Attachment #367152 - Attachment mime type: application/octet-stream → text/plain
I didn't set that, but there are base64 encoded images which use valid data: uri's, so I am going to guess that some internal bugzilla system is picking it up as binary data.  Comment 13 has a sample of what I am talking about

   data:image/png;base64,iVBORw0KGgoA.... 

There are whole reftest images embedded in the log.  They were in the logs before I touched the output.  These files can be viewed perfectly fine as plain text.
Attachment #365377 - Attachment mime type: application/octet-stream → text/plain
Adds an autoconf option to disable unit test timestamps.  Seperated from xpcshell patch as this is not specifically dependent or required for that patch.
Attachment #365377 - Attachment is obsolete: true
Attachment #367537 - Flags: review?(ted.mielczarek)
Attached patch xpcshell harness patch (obsolete) — Splinter Review
PCShell unit test harness patch.  Rewritten to take into account rewrite of test_*.sh.  Autoconf option is not specifically hooked into this code, though, I could check environmental variables before printing timestamps.  I have also added a --no-timestamps option which could given to the runxpcshelltests.py program when the environmental variable is set.
Attachment #367538 - Flags: review?(ted.mielczarek)
Attachment #365376 - Attachment is obsolete: true
Attachment #367537 - Flags: review?(ted.mielczarek) → review-
Comment on attachment 367537 [details] [diff] [review]
adds an autoconf option

+TESTING_TIMESTAMPS = @TESTING_TIMESTAMPS@

Convention is to have boolean flags in autoconf.mk named "MOZ_FOO", so please rename this to MOZ_TESTING_TIMESTAMPS.

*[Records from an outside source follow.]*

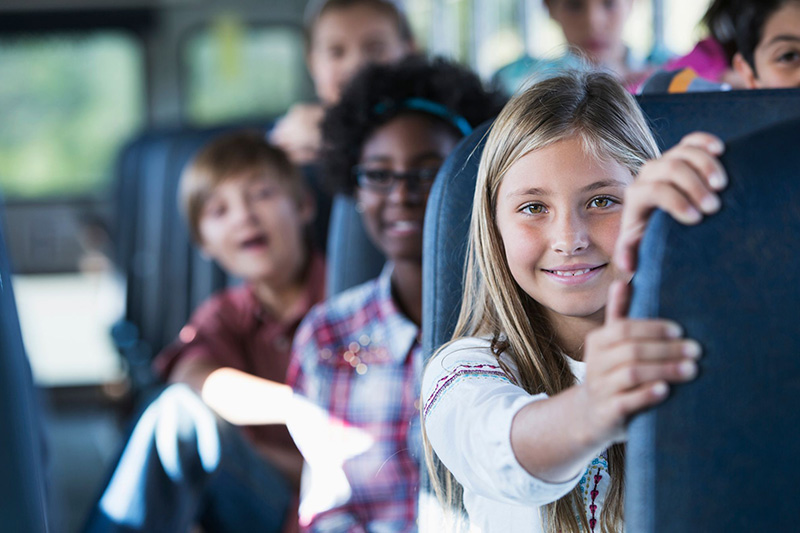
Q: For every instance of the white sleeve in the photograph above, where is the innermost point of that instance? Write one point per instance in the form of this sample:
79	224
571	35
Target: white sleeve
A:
469	404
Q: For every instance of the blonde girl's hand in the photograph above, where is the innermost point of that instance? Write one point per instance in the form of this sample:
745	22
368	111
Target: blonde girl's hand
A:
629	366
683	182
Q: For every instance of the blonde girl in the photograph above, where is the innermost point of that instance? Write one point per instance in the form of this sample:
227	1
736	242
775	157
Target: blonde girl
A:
525	409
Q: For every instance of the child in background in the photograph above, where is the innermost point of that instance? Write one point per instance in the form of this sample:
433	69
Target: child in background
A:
593	31
712	58
247	208
768	38
527	405
358	355
341	37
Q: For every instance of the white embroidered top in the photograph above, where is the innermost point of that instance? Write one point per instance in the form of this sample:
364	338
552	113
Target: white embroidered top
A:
469	404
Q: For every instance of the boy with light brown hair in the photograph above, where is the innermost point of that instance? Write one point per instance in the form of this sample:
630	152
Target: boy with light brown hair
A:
186	461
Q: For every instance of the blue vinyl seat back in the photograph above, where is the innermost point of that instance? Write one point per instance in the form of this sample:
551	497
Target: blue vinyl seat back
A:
22	486
352	257
166	276
725	114
718	455
444	244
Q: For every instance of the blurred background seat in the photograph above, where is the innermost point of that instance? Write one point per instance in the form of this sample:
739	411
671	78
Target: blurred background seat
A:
22	473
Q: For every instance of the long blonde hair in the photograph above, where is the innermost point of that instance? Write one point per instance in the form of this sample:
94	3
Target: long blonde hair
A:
595	108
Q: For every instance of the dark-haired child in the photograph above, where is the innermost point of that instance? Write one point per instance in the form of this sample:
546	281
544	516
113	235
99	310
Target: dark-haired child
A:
341	36
358	355
248	209
768	39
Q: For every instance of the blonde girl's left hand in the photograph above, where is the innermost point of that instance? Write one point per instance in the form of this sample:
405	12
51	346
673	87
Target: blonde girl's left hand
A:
684	182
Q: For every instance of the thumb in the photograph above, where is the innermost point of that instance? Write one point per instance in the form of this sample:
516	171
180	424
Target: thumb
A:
619	299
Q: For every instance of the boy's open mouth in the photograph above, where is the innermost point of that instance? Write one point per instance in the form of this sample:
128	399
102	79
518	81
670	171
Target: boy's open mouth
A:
254	242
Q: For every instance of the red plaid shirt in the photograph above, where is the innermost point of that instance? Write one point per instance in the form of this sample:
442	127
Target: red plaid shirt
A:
358	358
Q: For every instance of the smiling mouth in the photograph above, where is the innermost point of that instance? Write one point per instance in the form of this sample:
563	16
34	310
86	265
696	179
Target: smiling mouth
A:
573	273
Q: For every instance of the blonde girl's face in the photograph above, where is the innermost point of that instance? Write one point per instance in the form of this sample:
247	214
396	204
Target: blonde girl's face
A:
558	211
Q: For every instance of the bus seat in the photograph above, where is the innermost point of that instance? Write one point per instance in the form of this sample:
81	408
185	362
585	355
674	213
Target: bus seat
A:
444	245
22	486
717	455
726	114
352	258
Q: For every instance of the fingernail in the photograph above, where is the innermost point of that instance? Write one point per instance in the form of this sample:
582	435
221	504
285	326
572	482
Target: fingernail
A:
674	331
693	215
718	180
691	348
660	389
687	369
710	203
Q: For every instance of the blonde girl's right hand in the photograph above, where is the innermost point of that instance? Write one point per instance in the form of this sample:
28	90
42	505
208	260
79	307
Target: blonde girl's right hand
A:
684	182
630	364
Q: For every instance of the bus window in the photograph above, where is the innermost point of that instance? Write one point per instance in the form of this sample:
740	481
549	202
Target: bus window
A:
68	103
238	71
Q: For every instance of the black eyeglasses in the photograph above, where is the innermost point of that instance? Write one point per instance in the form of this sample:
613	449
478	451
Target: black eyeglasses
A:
384	180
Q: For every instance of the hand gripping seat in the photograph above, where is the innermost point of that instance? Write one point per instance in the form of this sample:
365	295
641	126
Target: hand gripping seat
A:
718	455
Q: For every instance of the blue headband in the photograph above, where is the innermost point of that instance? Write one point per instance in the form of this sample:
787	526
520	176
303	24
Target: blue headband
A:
427	106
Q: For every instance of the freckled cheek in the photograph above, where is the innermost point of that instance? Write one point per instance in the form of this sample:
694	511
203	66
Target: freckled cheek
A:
524	251
606	232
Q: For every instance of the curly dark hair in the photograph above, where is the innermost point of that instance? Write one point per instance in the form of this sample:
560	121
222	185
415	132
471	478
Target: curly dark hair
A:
369	101
751	18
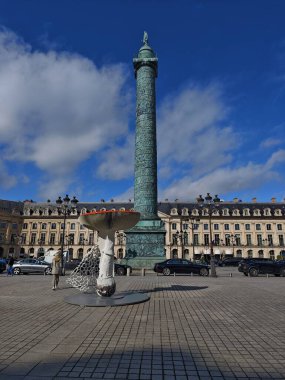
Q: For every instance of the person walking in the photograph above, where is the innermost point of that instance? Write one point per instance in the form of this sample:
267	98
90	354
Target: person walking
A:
56	269
10	266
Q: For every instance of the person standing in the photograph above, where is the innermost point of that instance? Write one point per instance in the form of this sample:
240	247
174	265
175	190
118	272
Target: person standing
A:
10	266
56	269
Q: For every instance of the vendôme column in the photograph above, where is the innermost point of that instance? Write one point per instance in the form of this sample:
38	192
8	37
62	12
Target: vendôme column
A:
145	242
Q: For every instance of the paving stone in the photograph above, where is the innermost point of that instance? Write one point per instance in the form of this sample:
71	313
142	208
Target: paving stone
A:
192	327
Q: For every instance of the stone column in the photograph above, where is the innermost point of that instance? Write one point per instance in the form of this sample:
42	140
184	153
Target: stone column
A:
145	241
145	195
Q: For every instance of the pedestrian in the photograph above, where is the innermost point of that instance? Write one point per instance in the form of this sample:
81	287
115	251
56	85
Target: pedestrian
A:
56	269
10	266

+MOZ_ARG_DISABLE_BOOL(testing-timestamps, [--disable-testing-timestamps disbles timestamps on tests],
+    TESTING_TIMESTAMPS=0, TESTING_TIMESTAMPS=1)

When it's not set, convention is to leave it blank, so:
MOZ_ARG_DISABLE_BOOL(testing-timestamps, [--disable-testing-timestamps disbles timestamps on tests],
   TESTING_TIMESTAMPS=, TESTING_TIMESTAMPS=1)

Also you have a typo in your help text there.

You're intending for this to be the default option, as well? In that case, does it even make sense to have this as an option? Why would anyone care to turn it off?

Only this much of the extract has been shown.